Speaking at the E-Cigarette Summit at the Royal Society, today on 15th November, NNA Chair Sarah Jakes, will call for a new approach towards safer nicotine products. Jakes points out that misinformation about safer alternatives is detrimental to public health and that such misperceptions are being promoted by unreasonable bans and regulations.
“The public need to be able to trust that the information given to us by public health authorities is accurate and complete”, Jakes will say, ”the vast majority of the public are not scientists, so they go with what they perceive to be a trustworthy source of information. But who can you trust when the authorities and experts are so divided?”
US experts seem to have lost sight of what matters
Jakes will highlight the febrile political debate currently taking place in the US, where truth about vaping has been abandoned in favour of moral posturing which serves no positive purpose for American smokers and urge campaigners to settle their ideological differences for the benefit of those they are tasked to help.
“The vast majority of vapers don’t advocate, or even identify as vapers. They are simply people getting on with their lives who also happen to vape. This silent majority are mothers, fathers, grandparents, brothers and sisters with ordinary and extraordinary lives to lead but our humanity is often obscured from view when the label of ‘vaper’ is applied.
“As long as the apparent controversy continues, the public will trust only what they see with their own eyes, and what they see is bans, restrictions, warning labels and something that looks like smoking.

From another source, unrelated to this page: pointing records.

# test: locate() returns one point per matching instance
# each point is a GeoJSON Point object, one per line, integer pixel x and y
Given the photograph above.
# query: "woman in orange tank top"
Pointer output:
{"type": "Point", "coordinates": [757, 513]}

“Misperceptions are harmful in more ways than one. They breed intolerance, which supports restrictive policy, which in turn creates more misperceptions and more intolerance. Is it any wonder that many smokers don’t see the point of switching?”
People’s lives are at stake
Smokers and vapers are not merely numbers in a dataset, or a trend on a graph, they are real people and should not be pawns in a political power game between different factions of the public health community. A new, more sympathetic approach is required.
“We must never lose sight of the fact that behind every data point is a real person with strengths and weaknesses, desires and ambitions,” Jakes will say, “and that every life is precious.”
The NNA would like to see a new approach which places the consumer over and above dogma and insular point-scoring, one which treats nicotine users with more respect.